Kapanan özel okullar olabileceğini ancak sayının binde birler düzeylerinde kalacağını anlatan Kalko, salgın sonrası özel okul birleşmelerinin artacağı ve yeni işbirliklerinin kurulacağı bir dönem başlayabileceğini söyledi. Kalko, teşviklerin kaldırılmasının ardından özel okul sektörünün son yıllarda kırılgan bir hal aldığını hatırlatarak, virüsle savaşılan dönemde ise okulların kapalı kalması, kurumların nakit akım tablolarının bozulması, yeni kayıtların gecikmesi gibi nedenlerde sektörün yorulduğunu söyledi. Özel okul zamları ile ilgili de bilgi veren Kalko, gider kalemlerindeki maliyetlerin ve enflasyon artışı nedeniyle “zam yapmıyoruz” deme şanslarının olmadığını ancak fahiş zamlara da sıcak bakmadıklarını söyledi. Uzaktan eğitim sürecinde bazı velilerin ücret iadesi ile ilgili taleplerine de değinen Kalko, “Yemek ve servis ücretlerinin iadesi konusunda hemfikiriz.
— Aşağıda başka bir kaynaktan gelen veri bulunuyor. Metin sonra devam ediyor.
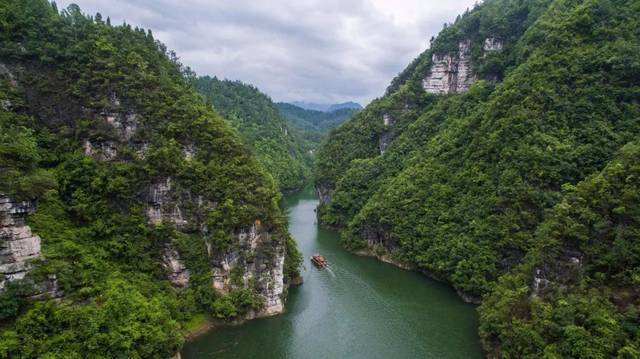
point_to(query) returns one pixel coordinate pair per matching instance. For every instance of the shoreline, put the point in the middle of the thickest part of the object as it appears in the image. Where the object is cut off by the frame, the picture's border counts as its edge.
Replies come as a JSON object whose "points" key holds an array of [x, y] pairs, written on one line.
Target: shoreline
{"points": [[387, 258]]}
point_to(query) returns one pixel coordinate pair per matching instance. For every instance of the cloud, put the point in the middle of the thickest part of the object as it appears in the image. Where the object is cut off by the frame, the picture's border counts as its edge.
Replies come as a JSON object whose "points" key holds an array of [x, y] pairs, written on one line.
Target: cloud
{"points": [[296, 50]]}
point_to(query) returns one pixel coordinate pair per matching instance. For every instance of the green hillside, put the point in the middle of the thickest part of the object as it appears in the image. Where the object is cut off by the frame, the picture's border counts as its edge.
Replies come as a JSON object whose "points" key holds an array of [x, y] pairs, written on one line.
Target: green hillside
{"points": [[261, 125], [136, 189], [458, 181]]}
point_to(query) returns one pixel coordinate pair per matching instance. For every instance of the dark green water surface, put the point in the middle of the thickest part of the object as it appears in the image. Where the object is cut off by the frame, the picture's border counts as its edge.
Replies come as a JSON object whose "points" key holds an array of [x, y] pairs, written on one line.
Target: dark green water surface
{"points": [[357, 308]]}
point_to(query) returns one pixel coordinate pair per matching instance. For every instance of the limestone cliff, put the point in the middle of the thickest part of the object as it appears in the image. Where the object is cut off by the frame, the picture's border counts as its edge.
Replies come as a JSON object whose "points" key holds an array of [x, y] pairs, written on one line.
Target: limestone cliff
{"points": [[450, 73], [18, 246], [258, 262]]}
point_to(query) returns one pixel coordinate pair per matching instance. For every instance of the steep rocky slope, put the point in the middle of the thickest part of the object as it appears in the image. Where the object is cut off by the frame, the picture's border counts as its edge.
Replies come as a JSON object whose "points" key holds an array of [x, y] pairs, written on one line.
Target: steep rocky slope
{"points": [[126, 204], [453, 171]]}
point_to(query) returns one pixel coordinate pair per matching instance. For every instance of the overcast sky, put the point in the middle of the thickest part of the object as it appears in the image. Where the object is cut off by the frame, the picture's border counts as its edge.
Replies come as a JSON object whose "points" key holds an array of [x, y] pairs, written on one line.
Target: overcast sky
{"points": [[325, 51]]}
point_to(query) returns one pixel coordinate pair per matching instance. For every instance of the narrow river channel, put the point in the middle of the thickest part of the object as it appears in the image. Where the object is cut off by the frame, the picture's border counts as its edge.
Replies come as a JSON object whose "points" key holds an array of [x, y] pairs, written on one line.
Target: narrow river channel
{"points": [[357, 308]]}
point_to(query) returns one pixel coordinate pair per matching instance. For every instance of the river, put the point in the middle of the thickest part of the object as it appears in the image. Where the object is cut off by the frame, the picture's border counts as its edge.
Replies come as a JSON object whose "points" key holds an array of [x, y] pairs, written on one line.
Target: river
{"points": [[357, 308]]}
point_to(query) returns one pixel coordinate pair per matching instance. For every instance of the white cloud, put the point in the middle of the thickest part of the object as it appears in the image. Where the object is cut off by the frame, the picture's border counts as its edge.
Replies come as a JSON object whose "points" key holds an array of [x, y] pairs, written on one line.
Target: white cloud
{"points": [[296, 50]]}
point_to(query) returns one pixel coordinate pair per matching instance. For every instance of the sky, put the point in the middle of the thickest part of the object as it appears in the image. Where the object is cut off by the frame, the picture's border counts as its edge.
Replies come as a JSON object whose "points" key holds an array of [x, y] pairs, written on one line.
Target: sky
{"points": [[324, 51]]}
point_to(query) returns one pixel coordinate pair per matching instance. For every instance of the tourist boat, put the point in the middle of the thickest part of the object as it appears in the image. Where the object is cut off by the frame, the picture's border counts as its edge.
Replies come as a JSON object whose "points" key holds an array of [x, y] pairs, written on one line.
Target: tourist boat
{"points": [[319, 261]]}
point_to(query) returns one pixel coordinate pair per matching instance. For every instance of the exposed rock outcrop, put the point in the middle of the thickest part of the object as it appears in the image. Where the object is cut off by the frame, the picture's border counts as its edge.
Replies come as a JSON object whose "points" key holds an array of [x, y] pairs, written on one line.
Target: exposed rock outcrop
{"points": [[177, 271], [258, 262], [160, 205], [386, 137], [492, 44], [450, 73], [18, 246], [101, 150]]}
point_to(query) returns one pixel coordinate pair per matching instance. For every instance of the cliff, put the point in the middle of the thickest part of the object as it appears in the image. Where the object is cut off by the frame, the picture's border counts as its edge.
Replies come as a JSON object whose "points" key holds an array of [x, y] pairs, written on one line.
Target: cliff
{"points": [[460, 169], [18, 246], [151, 209]]}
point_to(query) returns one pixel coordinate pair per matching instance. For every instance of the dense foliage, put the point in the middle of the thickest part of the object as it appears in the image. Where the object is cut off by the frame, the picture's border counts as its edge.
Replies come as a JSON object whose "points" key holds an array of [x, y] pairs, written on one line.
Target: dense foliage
{"points": [[465, 181], [63, 75], [577, 294], [312, 126], [262, 126]]}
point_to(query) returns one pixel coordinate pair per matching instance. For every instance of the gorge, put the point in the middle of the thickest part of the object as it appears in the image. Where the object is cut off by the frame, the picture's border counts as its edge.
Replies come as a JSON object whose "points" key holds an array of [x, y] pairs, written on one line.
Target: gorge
{"points": [[498, 176]]}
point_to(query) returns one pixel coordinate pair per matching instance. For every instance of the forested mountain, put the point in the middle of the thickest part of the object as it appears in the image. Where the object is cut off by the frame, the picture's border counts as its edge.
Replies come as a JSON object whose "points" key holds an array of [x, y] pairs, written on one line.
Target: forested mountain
{"points": [[313, 126], [127, 205], [327, 107], [315, 121], [256, 117], [502, 160]]}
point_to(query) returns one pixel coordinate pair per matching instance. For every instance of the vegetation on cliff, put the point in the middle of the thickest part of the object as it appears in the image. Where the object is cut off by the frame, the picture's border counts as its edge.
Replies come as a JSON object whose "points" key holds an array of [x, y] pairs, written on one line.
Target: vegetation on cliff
{"points": [[463, 185], [68, 81]]}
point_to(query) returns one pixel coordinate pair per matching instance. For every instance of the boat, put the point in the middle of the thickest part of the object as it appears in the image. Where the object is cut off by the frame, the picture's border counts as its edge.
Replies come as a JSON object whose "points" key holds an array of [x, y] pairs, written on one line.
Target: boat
{"points": [[319, 261]]}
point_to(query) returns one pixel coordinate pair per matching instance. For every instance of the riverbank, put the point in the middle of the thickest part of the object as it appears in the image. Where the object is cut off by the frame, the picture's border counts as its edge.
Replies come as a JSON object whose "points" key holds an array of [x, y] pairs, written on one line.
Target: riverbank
{"points": [[354, 308], [385, 256]]}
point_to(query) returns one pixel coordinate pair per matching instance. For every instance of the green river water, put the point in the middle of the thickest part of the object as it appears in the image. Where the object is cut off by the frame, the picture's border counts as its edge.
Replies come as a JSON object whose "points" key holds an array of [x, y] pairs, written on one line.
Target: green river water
{"points": [[357, 308]]}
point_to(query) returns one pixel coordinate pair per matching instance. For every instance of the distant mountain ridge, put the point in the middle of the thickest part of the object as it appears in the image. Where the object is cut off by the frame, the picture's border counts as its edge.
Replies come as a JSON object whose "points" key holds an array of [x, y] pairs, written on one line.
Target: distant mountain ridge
{"points": [[327, 107]]}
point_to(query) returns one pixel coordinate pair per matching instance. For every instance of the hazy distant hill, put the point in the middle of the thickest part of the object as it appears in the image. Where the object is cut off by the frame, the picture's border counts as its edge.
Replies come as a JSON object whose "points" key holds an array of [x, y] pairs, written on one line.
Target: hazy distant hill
{"points": [[313, 120], [327, 107]]}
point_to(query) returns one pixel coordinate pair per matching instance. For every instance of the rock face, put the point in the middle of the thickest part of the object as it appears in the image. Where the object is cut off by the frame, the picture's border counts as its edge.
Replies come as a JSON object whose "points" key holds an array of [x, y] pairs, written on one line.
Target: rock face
{"points": [[492, 44], [18, 246], [258, 262], [177, 271], [160, 205], [386, 137], [450, 73]]}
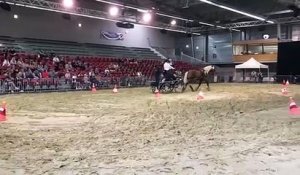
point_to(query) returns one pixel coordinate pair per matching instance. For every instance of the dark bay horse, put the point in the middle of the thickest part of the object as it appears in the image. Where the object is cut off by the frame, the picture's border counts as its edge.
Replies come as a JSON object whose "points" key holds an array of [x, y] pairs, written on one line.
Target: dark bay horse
{"points": [[193, 76]]}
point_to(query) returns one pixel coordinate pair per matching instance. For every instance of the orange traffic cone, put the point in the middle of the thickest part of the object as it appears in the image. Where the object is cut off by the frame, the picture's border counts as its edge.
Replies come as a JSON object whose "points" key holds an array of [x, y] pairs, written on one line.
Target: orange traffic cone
{"points": [[287, 83], [294, 110], [115, 90], [200, 96], [157, 94], [94, 88], [284, 91], [3, 112]]}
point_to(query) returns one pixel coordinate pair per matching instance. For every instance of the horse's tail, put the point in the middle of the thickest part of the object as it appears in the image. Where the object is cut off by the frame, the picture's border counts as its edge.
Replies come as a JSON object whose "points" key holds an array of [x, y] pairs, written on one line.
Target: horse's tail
{"points": [[185, 78]]}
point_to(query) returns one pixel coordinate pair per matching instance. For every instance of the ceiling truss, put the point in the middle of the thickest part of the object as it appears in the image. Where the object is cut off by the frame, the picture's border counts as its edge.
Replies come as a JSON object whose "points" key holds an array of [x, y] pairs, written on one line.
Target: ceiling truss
{"points": [[96, 14]]}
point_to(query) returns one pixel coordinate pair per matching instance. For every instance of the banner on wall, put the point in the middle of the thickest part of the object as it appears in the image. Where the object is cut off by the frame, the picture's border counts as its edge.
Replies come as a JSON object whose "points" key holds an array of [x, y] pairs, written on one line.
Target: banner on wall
{"points": [[112, 35]]}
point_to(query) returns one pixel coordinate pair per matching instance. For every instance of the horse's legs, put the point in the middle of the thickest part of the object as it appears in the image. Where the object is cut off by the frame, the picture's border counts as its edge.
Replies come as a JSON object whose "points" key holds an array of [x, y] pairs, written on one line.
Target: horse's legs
{"points": [[200, 82], [192, 88], [207, 82]]}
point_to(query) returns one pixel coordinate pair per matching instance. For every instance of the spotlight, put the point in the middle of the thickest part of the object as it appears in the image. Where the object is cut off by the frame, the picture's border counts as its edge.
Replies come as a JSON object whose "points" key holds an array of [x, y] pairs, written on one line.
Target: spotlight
{"points": [[147, 17], [68, 3], [114, 11], [173, 22], [16, 16], [5, 6]]}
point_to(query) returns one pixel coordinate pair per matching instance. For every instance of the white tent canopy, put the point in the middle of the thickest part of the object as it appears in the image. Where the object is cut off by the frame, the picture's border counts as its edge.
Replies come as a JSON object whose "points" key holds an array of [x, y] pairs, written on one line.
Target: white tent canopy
{"points": [[251, 64]]}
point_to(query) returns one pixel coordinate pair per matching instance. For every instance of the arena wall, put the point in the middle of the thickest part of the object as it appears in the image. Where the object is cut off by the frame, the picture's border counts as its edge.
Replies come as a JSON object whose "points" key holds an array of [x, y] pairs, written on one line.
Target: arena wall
{"points": [[50, 25]]}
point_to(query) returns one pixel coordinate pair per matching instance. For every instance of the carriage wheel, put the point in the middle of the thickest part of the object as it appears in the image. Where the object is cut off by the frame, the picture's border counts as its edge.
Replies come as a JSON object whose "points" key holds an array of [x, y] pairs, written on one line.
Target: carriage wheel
{"points": [[179, 86], [164, 88]]}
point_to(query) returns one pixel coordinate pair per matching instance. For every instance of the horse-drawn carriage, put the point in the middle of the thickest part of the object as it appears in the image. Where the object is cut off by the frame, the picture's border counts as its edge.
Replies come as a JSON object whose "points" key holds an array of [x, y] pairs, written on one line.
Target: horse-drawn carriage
{"points": [[180, 84], [168, 86]]}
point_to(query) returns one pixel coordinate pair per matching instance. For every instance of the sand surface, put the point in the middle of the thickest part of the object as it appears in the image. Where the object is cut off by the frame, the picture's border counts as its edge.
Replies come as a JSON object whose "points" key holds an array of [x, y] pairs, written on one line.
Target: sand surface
{"points": [[237, 129]]}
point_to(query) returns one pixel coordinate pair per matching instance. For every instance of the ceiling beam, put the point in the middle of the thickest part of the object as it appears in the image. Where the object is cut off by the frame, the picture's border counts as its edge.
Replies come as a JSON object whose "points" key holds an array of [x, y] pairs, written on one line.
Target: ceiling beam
{"points": [[89, 13], [236, 10]]}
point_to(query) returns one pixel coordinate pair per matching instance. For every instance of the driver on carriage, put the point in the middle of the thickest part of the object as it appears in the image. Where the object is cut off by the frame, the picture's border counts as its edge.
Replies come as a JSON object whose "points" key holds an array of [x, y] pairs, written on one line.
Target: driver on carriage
{"points": [[168, 71]]}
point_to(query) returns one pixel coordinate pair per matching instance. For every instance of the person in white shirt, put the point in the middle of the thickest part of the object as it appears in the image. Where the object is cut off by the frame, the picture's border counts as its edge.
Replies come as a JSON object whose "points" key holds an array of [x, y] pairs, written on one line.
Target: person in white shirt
{"points": [[168, 70]]}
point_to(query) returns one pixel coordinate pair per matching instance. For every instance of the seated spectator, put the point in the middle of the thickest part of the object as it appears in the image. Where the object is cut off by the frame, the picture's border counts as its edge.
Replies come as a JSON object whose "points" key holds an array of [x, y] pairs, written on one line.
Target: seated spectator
{"points": [[106, 72], [52, 74], [29, 74], [13, 61], [67, 77], [86, 79], [55, 59], [45, 74], [20, 75], [6, 63]]}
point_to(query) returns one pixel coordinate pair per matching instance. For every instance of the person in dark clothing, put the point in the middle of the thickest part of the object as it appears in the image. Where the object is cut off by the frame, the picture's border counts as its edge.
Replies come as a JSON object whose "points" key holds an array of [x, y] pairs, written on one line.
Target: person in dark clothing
{"points": [[157, 76], [260, 77], [168, 71]]}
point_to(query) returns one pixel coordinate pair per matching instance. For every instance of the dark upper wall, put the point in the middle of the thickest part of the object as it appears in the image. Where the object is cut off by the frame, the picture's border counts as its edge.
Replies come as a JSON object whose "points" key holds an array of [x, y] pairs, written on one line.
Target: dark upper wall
{"points": [[219, 46], [50, 25]]}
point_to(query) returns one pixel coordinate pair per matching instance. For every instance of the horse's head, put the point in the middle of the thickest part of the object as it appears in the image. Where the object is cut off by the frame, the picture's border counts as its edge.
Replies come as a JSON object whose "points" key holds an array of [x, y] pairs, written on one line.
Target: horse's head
{"points": [[209, 69]]}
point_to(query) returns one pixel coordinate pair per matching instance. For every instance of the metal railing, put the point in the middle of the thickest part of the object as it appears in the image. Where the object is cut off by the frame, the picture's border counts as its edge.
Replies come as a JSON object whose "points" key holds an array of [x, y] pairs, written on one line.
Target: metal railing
{"points": [[56, 84]]}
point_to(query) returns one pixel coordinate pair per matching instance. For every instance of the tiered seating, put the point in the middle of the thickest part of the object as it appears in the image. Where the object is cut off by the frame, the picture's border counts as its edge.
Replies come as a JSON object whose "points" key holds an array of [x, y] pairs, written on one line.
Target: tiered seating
{"points": [[73, 48]]}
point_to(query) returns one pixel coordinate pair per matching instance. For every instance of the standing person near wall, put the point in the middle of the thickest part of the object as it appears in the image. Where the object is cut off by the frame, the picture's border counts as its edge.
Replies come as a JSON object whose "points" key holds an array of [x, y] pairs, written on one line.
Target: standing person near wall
{"points": [[157, 75], [168, 70]]}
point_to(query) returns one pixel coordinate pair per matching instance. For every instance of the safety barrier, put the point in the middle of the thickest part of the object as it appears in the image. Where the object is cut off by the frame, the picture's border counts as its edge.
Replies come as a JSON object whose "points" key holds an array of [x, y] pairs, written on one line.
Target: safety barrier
{"points": [[294, 79], [55, 84]]}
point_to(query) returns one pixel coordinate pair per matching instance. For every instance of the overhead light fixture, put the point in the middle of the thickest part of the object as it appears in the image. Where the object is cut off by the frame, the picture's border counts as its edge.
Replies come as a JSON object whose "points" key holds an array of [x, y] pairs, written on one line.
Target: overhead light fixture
{"points": [[5, 6], [114, 11], [94, 17], [221, 27], [204, 23], [234, 10], [147, 17], [68, 3], [173, 22], [236, 30], [145, 11]]}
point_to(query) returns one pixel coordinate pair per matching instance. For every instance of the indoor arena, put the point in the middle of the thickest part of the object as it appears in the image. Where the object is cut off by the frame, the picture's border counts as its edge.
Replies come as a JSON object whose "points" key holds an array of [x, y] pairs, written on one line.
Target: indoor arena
{"points": [[147, 87]]}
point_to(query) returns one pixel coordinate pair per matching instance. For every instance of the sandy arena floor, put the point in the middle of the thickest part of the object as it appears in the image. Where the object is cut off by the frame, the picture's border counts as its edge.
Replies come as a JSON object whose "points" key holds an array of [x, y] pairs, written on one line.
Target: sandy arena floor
{"points": [[237, 129]]}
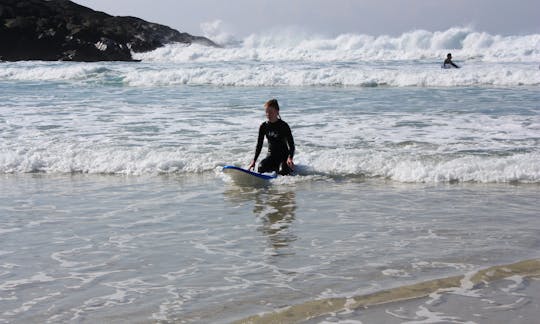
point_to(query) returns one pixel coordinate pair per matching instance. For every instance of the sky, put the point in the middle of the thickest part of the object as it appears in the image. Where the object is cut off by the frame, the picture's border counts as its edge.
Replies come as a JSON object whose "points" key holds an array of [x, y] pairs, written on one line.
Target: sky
{"points": [[333, 17]]}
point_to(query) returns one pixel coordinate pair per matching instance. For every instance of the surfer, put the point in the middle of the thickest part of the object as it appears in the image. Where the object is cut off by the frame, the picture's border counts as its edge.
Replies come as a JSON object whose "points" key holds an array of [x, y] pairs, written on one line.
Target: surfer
{"points": [[280, 142], [448, 62]]}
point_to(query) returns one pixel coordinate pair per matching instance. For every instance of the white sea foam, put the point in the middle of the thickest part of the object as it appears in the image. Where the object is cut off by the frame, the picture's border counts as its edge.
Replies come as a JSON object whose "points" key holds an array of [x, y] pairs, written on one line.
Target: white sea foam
{"points": [[292, 45], [292, 58]]}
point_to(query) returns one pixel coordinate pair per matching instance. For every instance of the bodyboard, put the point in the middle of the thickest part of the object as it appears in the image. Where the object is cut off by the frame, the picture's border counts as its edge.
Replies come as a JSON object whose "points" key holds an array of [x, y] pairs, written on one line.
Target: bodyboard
{"points": [[246, 177]]}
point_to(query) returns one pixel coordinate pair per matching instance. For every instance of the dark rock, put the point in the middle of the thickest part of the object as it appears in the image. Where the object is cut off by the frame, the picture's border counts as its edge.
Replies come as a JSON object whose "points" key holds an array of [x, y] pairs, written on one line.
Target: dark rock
{"points": [[62, 30]]}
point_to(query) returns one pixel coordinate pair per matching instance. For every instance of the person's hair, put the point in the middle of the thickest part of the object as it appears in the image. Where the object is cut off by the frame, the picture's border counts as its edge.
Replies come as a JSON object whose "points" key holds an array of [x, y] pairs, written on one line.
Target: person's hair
{"points": [[272, 103]]}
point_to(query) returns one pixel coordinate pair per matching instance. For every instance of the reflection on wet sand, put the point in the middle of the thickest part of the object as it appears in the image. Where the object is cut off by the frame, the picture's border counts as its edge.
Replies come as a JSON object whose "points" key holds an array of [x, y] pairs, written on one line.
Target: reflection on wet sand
{"points": [[275, 208]]}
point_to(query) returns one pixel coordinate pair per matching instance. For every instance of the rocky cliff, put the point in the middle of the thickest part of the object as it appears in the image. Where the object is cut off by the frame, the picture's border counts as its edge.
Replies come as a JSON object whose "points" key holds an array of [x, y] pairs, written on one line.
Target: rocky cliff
{"points": [[62, 30]]}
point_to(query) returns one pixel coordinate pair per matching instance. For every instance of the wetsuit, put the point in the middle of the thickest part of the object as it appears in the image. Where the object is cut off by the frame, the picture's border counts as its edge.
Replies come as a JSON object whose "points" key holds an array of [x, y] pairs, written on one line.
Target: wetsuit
{"points": [[280, 147], [448, 62]]}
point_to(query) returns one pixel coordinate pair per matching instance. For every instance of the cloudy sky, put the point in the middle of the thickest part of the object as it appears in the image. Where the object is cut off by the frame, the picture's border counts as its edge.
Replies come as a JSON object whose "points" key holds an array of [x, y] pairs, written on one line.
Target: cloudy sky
{"points": [[333, 17]]}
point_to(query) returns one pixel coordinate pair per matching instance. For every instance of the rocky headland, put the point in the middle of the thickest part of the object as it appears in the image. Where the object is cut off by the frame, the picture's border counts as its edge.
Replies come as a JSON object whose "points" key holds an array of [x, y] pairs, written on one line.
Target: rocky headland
{"points": [[60, 30]]}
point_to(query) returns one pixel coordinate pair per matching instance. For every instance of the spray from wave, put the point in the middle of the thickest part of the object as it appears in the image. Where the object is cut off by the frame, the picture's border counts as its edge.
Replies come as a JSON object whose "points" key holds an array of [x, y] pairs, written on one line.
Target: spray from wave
{"points": [[292, 45]]}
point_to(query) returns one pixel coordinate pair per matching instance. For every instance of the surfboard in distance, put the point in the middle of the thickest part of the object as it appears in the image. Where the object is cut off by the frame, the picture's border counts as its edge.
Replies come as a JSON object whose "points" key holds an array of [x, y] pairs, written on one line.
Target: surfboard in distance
{"points": [[247, 177]]}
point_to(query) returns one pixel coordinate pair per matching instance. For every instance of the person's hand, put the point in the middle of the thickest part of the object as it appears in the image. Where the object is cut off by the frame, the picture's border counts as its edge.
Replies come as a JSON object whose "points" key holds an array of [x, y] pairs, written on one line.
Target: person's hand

Ancak eğitim uzaktan da olsa devam etmiştir.” dedi.
ADAYLARA YKS TÜYOLARI
TÖDER Başkanı Taşel, bu yıl YKS'ye girecek öğrenciler için de tavsiyelerde bulundu. Lisans bölümleri için barajın 170'e indirilmesinin, sürenin uzatılmasının ve öğrencilerin ikinci dönem konularından muaf tutulmasının avantaj yarattığını söyleyen Taşel, “Barajın aşağı çekilmesi 120'yle 170 bin arasında daha fazla öğrencinin lisans bölümlerine girmesini sağlayacak. Konu muafiyeti 15 kadar soruyu etkiliyor, sınavın yüzde 90'lık bölümünü etkilemiyor. Sürenin uzatılması ise sadece soruları yavaş okuyanlar için avantaj sağlayacak” dedi.
Öğrencilerin sınava sayılı gün kala rahat davranmaması gerektiğini söyleyen Taşel, soruların çok önemli bir bölümünün 9, 10 ve 11. sınıf konularından geleceğini, bu yüzden tüm konuların tekrarının yapılması gerektiğini vurguladı. Taşel “Üniversite sınavları bir yeterlilik sınavı değil, bir yarışma sınavıdır. Öğrenciler aldıkları puana göre sıralanıyor ve tercih ettikleri bölümlere bu sıralarla giriyor. Dolayısıyla öğrencilerin bu anlamda morallerini yüksek tutmaları gerekir.” diye konuştu.